LLM ContextKit fills that gap.


Quick Start

pip install llm-contextkit
from llm_contextkit import ContextAssembler, TokenBudget
from llm_contextkit.layers import SystemLayer, HistoryLayer

# Create a token budget
budget = TokenBudget(total=4096, reserve_for_output=1000)
budget.allocate("system", 500, priority=10)
budget.allocate("history", 2500, priority=5)

# Assemble context
assembler = ContextAssembler(budget=budget)
assembler.add_layer(
    SystemLayer(instructions="You are a helpful assistant.")
)
assembler.add_layer(
    HistoryLayer(messages=conversation_history, strategy="sliding_window")
)

# Build for your LLM provider
messages = assembler.build_for_openai()
# Or: payload = assembler.build_for_anthropic()

# Debug what was built
print(assembler.inspect_pretty())

Key Features

  • Token Budget Management — Allocate tokens across layers, automatic truncation by priority
  • Composable Context Layers — System prompts, user context, history, RAG chunks, tool results
  • Multiple History Strategies — Sliding window, summarization, selective inclusion
  • Context Inspection & Debugging — See exactly what went into your context and why
  • OpenAI + Anthropic Output Formats — Build once, deploy to any provider
  • Zero Required Dependencies — Works with just Python stdlib; tiktoken optional for accurate counting

Examples

Basic Chatbot

from llm_contextkit import ContextAssembler, TokenBudget
from llm_contextkit.layers import SystemLayer, HistoryLayer

budget = TokenBudget(total=4096, reserve_for_output=1000)
budget.allocate("system", 500, priority=10)
budget.allocate("history", 2500, priority=5)

assembler = ContextAssembler(budget=budget)
assembler.add_layer(
    SystemLayer(
        instructions="You are a helpful customer support agent.",
        few_shot_examples=[
            {"input": "I can't log in", "output": "I'd be happy to help with your login issue..."}
        ]
    )
)
assembler.add_layer(
    HistoryLayer(
        messages=conversation_history,
        strategy="sliding_window",
        strategy_config={"max_turns": 10}
    )
)

messages = assembler.build_for_openai()

RAG Application

from llm_contextkit import ContextAssembler, TokenBudget
from llm_contextkit.layers import SystemLayer, UserContextLayer, HistoryLayer, RetrievedLayer

budget = TokenBudget(total=8000, reserve_for_output=1500)
budget.allocate("system", 500, priority=10)
budget.allocate("user_context", 300, priority=7)
budget.allocate("retrieved_docs", 3500, priority=6)
budget.allocate("history", 2000, priority=5)

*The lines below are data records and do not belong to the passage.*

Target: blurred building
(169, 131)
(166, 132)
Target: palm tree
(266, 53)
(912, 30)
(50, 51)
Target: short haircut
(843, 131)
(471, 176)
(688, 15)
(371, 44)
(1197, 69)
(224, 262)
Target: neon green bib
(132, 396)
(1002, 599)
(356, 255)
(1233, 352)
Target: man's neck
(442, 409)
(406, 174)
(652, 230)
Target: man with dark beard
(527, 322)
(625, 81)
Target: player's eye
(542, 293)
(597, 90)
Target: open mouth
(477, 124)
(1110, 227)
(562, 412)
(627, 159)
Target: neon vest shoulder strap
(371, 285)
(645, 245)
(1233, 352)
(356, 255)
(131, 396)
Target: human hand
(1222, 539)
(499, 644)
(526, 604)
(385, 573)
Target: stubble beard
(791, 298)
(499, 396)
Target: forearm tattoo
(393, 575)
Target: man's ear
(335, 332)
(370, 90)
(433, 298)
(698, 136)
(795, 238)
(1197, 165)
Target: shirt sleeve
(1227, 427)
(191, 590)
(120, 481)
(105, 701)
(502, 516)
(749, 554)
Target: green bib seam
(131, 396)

assembler = ContextAssembler(budget=budget)
assembler.add_layer(SystemLayer(instructions="Answer based only on the provided documents."))
assembler.add_layer(UserContextLayer(context={"name": "Jane", "tier": "Enterprise"}))
assembler.add_layer(RetrievedLayer(chunks=retrieved_chunks, max_chunks=5))
assembler.add_layer(HistoryLayer(messages=history, strategy="sliding_window_with_summary"))

payload = assembler.build_for_anthropic()

Agentic Workflow

from llm_contextkit import ContextAssembler, TokenBudget
from llm_contextkit.layers import SystemLayer, HistoryLayer, RetrievedLayer, ToolResultsLayer

budget = TokenBudget(total=16000, reserve_for_output=2000)
budget.allocate("system", 800, priority=10)
budget.allocate("tool_results", 4000, priority=8)
budget.allocate("retrieved_docs", 4000, priority=6)
budget.allocate("history", 5000, priority=5)

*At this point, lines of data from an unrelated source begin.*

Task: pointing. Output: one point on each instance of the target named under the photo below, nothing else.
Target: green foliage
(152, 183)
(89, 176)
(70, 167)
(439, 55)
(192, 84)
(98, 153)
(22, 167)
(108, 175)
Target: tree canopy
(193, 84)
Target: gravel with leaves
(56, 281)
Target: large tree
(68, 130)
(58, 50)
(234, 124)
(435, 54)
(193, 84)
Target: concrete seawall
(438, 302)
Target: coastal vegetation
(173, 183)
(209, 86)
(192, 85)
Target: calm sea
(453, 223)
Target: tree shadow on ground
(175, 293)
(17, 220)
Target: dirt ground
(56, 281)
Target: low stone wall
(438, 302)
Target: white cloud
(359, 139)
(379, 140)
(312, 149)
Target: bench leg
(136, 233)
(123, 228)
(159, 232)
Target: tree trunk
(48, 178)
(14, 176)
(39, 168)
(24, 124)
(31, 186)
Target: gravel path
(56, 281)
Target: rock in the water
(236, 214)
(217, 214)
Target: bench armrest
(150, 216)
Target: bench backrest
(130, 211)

assembler = ContextAssembler(budget=budget)
assembler.add_layer(SystemLayer(instructions="You are a research agent with tool access."))
assembler.add_layer(ToolResultsLayer(results=tool_outputs, include_inputs=True))
assembler.add_layer(RetrievedLayer(chunks=context_docs))
assembler.add_layer(HistoryLayer(messages=agent_history))

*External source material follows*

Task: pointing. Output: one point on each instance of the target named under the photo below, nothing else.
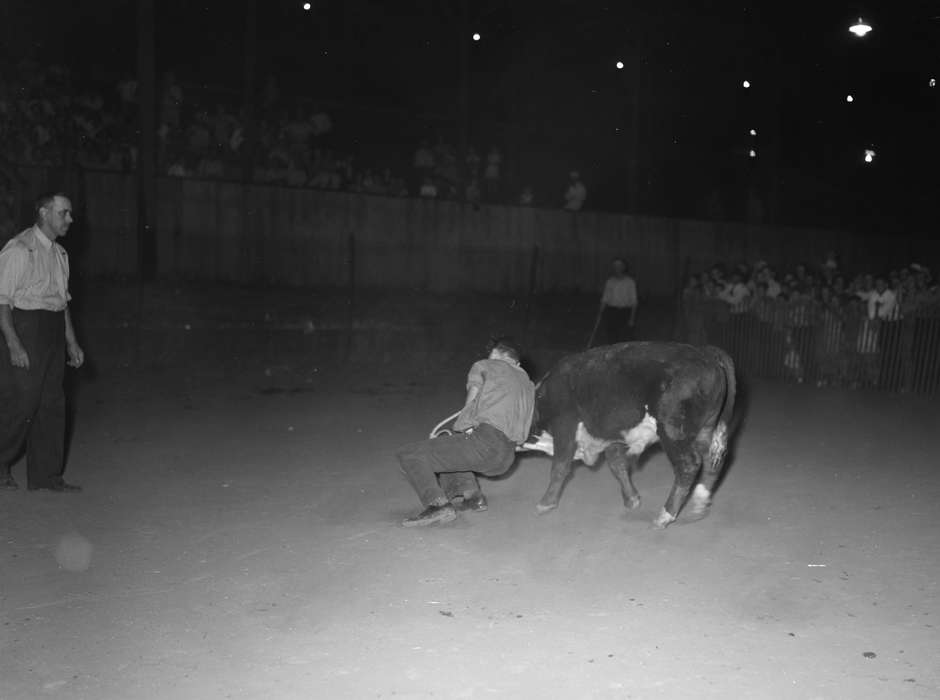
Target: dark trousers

messages = assembler.build_for_openai()
print(assembler.inspect_pretty())

Context Inspection

from llm_contextkit import ContextInspector

inspector = ContextInspector(tokenizer="cl100k")

# Analyze any messages payload
report = inspector.analyze(messages)
print(report.pretty())

# Compare two payloads
diff = inspector.diff(before_messages, after_messages)
print(diff.pretty())

Context Layers

Layer Purpose Default Priority
SystemLayer System instructions + few-shot examples 10 (highest)
ToolResultsLayer Tool/API call results for agents 8
UserContextLayer User metadata and session context 7
RetrievedLayer RAG chunks with source/relevance metadata 6
HistoryLayer Conversation history with strategies 5 (lowest)

Lower priority layers are truncated first when the context exceeds the budget.


History Strategies

# Keep last N turns
HistoryLayer(messages, strategy="sliding_window", strategy_config={"max_turns": 10})

# Summarize older turns, keep recent in full
HistoryLayer(messages, strategy="sliding_window_with_summary",
             strategy_config={"max_recent_turns": 5, "summarizer": my_summarizer})

# Include only messages relevant to current query
HistoryLayer(messages, strategy="selective",
             strategy_config={"query": user_query, "relevance_threshold": 0.5})

Formatters

from llm_contextkit.formatting import DefaultFormatter, XMLFormatter, MinimalFormatter

# Markdown-style (default)
assembler = ContextAssembler(budget, formatter=DefaultFormatter())

# XML tags (preferred by Claude)
assembler = ContextAssembler(budget, formatter=XMLFormatter())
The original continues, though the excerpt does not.